For those of you who have been keeping up with my cousin Ann's adventures in Africa, I wanted to let you know that their team and one of their daughters and her husband have arrived back in Mali this week.  The other daughter, husband, and two little boys have come back to the U.S.  This does not mean that things are really settled there, and I am anxious to hear from her again when they get settled back home in Mali.

Based on the title of my blog, and the pictures I post most of the time, you know very well that a lot of my time is spent with my grandgirls.   You know that I love them all dearly and that there is nothing I wouldn't do for them, if I could.

But - in the interest of full disclosure, there are times when I wish I could just be the grandma, and not the stand-in mommy.  I sometimes envy those grandmas who are so excited that their grandkids are coming to visit rather than saying, "Boy, could I use a day off!"  

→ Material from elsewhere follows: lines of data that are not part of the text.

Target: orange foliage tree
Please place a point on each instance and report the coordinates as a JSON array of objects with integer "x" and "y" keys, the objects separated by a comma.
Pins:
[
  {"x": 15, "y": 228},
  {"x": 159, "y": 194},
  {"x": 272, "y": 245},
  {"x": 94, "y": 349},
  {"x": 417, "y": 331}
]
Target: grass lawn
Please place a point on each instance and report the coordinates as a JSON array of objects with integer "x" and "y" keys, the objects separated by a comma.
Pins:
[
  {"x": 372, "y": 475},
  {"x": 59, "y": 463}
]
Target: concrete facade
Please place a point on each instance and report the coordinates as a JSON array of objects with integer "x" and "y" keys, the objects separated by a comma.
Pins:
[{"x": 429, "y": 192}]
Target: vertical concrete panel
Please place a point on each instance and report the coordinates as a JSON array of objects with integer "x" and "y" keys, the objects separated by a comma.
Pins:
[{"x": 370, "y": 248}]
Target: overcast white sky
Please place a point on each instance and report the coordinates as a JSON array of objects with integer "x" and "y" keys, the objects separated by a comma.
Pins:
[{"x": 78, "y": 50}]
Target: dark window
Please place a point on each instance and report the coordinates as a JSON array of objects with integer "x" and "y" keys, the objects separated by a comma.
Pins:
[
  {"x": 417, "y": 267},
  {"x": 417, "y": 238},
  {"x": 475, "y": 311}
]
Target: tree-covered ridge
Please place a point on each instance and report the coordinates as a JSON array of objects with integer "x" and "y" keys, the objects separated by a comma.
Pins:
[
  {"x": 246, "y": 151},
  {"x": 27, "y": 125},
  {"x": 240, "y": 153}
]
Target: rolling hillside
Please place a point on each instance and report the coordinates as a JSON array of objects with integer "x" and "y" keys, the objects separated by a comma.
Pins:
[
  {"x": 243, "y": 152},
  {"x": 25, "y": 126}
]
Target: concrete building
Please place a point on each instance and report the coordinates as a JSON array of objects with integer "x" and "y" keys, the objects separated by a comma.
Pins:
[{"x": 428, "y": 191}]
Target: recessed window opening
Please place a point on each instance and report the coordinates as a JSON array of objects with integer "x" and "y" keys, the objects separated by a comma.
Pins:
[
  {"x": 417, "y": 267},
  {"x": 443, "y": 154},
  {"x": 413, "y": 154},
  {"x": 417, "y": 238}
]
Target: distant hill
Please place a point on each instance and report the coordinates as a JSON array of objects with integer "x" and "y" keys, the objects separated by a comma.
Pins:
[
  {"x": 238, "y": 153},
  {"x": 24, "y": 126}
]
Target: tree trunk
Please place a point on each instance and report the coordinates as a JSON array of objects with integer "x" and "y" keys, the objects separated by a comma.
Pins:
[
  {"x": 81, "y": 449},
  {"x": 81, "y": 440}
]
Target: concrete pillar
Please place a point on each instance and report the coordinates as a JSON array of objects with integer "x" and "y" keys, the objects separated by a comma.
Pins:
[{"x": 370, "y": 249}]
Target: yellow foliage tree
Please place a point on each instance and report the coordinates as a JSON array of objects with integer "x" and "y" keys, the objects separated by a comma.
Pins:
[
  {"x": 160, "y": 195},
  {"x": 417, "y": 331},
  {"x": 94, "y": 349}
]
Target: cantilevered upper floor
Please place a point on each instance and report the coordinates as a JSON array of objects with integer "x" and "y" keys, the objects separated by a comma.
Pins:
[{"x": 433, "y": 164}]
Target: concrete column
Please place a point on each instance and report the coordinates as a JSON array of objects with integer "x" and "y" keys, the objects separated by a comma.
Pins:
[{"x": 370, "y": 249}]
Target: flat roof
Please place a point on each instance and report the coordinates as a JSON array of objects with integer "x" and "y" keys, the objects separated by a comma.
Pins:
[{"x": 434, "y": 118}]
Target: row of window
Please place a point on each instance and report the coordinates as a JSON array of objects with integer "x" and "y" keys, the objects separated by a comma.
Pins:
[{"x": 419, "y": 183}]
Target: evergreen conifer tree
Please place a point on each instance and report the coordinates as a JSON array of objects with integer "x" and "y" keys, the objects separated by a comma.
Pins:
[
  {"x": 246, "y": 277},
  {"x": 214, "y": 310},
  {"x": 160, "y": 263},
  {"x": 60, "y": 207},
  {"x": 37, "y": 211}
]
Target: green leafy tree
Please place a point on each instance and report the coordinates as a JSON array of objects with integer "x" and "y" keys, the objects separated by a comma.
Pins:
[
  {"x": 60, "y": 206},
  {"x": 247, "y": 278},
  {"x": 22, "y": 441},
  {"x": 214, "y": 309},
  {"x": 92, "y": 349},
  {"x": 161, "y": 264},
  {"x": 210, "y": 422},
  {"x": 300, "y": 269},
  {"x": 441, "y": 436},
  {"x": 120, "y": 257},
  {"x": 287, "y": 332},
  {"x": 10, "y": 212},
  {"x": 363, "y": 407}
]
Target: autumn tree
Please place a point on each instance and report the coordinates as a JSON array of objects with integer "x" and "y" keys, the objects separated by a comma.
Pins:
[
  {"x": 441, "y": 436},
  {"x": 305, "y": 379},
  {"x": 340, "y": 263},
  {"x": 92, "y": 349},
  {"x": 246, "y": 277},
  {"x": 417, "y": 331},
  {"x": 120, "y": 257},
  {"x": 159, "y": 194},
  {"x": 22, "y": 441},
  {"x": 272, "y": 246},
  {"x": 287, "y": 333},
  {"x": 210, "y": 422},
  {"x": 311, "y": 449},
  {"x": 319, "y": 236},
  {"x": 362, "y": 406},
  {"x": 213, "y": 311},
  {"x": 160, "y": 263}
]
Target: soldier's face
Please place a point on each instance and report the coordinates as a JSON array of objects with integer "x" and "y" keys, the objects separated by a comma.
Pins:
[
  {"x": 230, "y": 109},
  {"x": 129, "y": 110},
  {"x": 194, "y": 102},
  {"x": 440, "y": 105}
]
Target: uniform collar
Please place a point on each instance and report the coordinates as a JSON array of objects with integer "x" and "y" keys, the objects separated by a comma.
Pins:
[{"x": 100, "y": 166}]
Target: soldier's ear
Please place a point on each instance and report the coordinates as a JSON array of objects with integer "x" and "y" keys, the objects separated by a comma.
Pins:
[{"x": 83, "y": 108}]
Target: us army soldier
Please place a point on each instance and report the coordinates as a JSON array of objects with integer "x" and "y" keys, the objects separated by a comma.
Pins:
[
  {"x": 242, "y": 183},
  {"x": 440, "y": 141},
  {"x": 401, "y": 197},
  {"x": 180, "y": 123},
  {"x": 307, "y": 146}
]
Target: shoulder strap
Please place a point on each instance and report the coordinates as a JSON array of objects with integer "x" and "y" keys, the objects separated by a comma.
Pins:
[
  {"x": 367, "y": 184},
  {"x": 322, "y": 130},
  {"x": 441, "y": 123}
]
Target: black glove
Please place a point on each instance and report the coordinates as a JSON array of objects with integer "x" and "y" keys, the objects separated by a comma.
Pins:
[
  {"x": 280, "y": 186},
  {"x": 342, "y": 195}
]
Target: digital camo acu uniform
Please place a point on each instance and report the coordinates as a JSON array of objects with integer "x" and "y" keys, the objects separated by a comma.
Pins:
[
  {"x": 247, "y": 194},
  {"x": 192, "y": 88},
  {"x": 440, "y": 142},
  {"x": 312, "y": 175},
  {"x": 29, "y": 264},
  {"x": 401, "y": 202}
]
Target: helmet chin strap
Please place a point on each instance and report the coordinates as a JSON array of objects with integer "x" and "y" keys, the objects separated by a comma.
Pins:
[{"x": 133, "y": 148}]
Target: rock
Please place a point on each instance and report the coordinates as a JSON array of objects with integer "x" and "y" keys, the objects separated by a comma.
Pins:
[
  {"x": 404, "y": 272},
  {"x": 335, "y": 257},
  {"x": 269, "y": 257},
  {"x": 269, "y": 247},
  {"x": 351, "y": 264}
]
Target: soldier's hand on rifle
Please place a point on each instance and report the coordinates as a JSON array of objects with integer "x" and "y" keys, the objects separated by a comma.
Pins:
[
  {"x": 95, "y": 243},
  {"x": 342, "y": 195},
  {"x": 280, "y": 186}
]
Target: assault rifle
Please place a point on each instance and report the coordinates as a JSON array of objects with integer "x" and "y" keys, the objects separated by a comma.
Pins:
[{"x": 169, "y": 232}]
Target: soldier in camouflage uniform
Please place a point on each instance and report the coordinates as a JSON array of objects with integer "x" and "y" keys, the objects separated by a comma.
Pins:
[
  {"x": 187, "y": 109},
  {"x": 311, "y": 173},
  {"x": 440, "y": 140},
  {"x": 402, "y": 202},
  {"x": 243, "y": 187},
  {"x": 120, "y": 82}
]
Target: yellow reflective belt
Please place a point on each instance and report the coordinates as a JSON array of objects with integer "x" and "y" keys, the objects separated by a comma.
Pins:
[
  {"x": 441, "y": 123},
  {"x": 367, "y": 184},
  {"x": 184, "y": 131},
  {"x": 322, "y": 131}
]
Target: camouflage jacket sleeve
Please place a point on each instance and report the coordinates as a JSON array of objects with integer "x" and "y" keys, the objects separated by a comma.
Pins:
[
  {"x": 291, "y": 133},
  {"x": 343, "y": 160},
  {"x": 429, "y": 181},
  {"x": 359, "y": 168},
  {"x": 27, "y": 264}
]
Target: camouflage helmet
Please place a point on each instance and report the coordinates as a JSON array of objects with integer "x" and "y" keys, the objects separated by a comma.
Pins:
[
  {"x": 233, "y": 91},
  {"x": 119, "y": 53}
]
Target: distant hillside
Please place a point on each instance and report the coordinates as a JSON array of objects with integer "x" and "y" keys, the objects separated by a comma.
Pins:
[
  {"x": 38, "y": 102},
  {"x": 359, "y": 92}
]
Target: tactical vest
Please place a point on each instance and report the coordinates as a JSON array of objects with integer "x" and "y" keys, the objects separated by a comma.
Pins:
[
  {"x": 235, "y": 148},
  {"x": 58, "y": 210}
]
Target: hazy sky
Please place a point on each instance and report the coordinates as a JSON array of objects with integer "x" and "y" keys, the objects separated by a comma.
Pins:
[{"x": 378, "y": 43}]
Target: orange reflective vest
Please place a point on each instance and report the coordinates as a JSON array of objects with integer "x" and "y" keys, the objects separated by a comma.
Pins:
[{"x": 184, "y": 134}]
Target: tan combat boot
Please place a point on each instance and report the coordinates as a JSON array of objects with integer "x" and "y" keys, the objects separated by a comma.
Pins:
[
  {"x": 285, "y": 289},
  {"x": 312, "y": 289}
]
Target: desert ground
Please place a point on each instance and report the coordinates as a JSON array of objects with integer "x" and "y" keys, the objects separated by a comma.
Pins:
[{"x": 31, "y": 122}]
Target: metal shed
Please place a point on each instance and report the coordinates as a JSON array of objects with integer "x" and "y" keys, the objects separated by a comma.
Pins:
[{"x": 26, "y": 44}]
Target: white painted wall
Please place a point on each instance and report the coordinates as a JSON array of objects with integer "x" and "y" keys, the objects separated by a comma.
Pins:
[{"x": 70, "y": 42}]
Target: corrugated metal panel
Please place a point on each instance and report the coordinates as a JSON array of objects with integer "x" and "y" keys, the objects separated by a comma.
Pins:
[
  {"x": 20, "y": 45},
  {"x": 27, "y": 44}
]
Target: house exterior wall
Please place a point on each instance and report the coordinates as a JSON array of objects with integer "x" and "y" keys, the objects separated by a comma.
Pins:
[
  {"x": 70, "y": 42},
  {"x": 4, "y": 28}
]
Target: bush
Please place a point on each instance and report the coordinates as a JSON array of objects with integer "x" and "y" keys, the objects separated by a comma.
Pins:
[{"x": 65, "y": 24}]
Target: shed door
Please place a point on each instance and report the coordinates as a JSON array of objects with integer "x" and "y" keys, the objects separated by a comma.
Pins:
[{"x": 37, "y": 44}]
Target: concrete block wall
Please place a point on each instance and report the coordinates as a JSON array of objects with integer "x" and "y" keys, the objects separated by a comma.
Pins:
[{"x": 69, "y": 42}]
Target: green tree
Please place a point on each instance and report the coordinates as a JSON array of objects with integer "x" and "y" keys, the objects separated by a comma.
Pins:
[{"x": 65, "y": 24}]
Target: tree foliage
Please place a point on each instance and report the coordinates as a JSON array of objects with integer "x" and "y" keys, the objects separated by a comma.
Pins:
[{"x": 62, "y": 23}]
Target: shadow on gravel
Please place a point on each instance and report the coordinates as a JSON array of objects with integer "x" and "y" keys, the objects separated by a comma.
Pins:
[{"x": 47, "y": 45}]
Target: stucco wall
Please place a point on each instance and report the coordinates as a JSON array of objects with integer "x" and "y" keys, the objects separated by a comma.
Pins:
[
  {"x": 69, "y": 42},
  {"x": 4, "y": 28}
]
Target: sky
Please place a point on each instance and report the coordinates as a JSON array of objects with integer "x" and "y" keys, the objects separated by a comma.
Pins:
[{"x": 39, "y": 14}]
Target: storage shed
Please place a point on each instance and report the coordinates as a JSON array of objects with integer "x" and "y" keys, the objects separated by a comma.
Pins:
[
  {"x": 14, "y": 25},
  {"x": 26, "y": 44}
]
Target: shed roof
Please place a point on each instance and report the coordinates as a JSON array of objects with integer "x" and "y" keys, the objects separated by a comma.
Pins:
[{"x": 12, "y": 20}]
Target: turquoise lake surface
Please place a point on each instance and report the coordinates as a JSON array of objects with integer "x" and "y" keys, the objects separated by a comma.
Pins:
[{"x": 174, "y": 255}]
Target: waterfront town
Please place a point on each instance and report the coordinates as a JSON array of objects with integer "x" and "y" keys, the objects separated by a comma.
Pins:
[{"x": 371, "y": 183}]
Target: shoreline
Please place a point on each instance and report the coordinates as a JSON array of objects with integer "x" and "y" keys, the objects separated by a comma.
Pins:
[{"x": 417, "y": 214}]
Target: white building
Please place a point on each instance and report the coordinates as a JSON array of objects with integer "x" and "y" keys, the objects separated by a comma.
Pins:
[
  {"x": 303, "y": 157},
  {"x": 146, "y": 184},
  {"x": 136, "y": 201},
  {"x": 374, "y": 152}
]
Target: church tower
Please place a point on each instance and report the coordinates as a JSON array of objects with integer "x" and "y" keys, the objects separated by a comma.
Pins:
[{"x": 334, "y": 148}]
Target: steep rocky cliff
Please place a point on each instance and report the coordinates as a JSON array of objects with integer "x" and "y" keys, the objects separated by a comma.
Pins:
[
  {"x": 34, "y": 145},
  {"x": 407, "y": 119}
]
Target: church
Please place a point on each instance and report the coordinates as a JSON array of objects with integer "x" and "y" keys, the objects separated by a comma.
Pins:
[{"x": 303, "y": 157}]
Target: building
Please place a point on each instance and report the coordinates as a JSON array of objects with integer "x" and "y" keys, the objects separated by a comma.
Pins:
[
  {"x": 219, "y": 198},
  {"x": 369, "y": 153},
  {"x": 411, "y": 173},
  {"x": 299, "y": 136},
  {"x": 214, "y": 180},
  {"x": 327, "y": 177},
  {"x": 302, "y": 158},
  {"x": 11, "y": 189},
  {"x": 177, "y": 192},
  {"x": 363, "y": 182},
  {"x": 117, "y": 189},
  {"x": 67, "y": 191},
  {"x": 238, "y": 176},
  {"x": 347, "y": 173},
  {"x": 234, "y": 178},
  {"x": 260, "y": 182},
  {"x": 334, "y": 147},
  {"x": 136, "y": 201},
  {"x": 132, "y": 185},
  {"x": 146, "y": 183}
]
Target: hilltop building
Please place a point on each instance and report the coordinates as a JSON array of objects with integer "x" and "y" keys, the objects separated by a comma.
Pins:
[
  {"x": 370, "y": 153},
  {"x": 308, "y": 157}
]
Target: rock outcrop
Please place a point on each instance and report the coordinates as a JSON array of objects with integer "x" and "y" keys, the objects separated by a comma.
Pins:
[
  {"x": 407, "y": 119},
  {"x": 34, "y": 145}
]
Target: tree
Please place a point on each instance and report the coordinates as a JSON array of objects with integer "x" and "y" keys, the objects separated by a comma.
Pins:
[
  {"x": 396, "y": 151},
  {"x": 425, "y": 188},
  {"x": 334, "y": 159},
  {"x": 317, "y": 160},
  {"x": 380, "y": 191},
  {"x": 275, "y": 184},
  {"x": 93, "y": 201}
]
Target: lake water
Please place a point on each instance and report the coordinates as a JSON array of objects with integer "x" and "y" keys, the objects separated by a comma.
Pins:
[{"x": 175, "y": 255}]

"According to the U.S. Census Bureau, nationally there are 4.5 million children living in grandparent-headed households (6.3% of all children under age 18). This represents a 30% increase from 1990 to 2000." (2009 study at Ohio State University).  Thankfully, we aren't technically part of this statistic, but we do have the girls a lot of the time.

Naturally, because we have them so much, we often act and react more as a parent would than a grandparent who, according to a common, normal statement you hear, "The great thing about grandchildren is that you can love them, spoil them, and then send them home."  Not so much!

This last week, I have felt like (in the words of the legendary Yogi Berra), "deja vu all over again."  It reminded me of the time Kevin came from home from school one day and told me, probably after dinner, "Oh, Mom, I'm Thomas Jefferson in a play tomorrow and I need a costume" (breeches, no less).  I've never been great at costumes.  In fact, Halloween is my worst nightmare.  But I did my best, and punted more than once.  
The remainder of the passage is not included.